Now this is dicey…handicapped parking.  Look, I was technically handicapped before this all started because I’m freakishly short.  My friend Denise insists that, by government standards, I’m considered a small human and may qualify for government benefits.  Who knew?  That aside, many women would consider having no boobies where there was once a pair, somewhat of a pseudo-handicap!  Be that as it may, I could not bring myself to park in that blue space.  The one with that strange, blue stickman glaring up at me from his blacktop-flanked wheelchair.  Primarily, this was because my legs were still functional.  I do have some standards, you know!  But, I did briefly toy with the idea of using the snazzy Jazzy Chair at Wal-Mart.  That would’ve been quite the time-saver, let me tell you.
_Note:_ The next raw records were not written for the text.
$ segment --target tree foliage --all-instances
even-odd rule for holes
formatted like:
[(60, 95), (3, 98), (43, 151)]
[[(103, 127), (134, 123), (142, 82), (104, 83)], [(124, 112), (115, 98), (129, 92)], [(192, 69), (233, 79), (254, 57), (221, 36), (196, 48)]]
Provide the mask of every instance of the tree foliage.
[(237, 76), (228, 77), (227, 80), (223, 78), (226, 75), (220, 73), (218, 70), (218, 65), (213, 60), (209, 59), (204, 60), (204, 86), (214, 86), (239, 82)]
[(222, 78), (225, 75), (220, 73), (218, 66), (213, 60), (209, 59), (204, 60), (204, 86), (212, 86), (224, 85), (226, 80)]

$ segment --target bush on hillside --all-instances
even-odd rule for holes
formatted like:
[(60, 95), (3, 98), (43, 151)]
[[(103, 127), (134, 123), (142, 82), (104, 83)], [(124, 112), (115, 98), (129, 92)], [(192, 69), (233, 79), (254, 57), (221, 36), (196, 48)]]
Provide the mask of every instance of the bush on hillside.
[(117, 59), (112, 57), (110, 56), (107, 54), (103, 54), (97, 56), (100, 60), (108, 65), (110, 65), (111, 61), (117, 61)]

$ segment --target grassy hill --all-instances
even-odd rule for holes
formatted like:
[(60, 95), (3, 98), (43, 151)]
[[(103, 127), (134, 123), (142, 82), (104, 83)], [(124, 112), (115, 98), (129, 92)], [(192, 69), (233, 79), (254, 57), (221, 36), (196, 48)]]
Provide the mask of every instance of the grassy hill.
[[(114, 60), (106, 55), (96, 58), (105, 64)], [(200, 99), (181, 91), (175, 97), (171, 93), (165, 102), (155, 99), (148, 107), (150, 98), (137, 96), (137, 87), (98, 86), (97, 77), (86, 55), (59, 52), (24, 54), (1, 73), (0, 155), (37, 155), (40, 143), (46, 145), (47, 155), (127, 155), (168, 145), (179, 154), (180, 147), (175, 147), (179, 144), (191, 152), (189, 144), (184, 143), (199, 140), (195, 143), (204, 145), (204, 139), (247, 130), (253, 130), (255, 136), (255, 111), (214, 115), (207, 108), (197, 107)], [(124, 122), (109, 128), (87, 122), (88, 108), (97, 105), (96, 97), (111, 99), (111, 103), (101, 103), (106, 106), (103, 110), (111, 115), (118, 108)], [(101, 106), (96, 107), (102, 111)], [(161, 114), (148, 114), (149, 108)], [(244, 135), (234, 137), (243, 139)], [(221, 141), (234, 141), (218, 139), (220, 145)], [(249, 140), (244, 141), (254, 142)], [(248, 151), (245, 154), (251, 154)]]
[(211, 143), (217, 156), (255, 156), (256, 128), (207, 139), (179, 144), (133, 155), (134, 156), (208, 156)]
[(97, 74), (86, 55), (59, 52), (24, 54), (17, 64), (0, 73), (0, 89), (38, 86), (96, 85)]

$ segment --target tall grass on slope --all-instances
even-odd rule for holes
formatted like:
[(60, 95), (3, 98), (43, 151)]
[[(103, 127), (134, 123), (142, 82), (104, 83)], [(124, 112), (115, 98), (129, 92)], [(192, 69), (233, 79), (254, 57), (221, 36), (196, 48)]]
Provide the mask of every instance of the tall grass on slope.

After losing “Thing One and Thing Two” it’s amazing how every inanimate object resembles ta-ta’s.  Also, how the word breast keeps slipping into conversation.  For example, I said to my sister after the surgery, ”Gosh, it’s hard for me to take a deep breast…I mean breath.”  On another occasion, “I think I’ll lie down and have a little breast…er…rest.”  It’s just that when you’ve had breasts since 1975, not having them takes some getting used to.  You become almost obsessed with the size and shape of what was.

Here are things that look like breasts to me now, yet never have before:

A doorknob.

A saltshaker (and possibly the pepper mill in a certain light).

A truffle.

Kiwi, of course, and even more so, an avocado.  Actually, all fruit, except a banana.  That resembles something else entirely.

A water bottle.

A jelly fish.

Naturally, a baggie full of anything…but especially Jell-O.

An egg.  Extra bonus points if it’s sunny side up

Well…yes, it takes some getting used to, this loss of my milk cartons.  But, if it’s between looking like the Pillsbury Dough Boy and having cancer, Dough Boy it is.  It’s a very small price to pay for being cancer free.  Having a radical mastectomy is no walk in the park but it is a gift when you’re presented with a future without breast cancer.  Happily, the day has come that I can now say; “I HAD cancer, and you have to do anything I say”.  True, it doesn’t have the same spark of urgency or pity…but let’s just hope it never does.

All the king’s horses and all the king’s men put Maria back together again.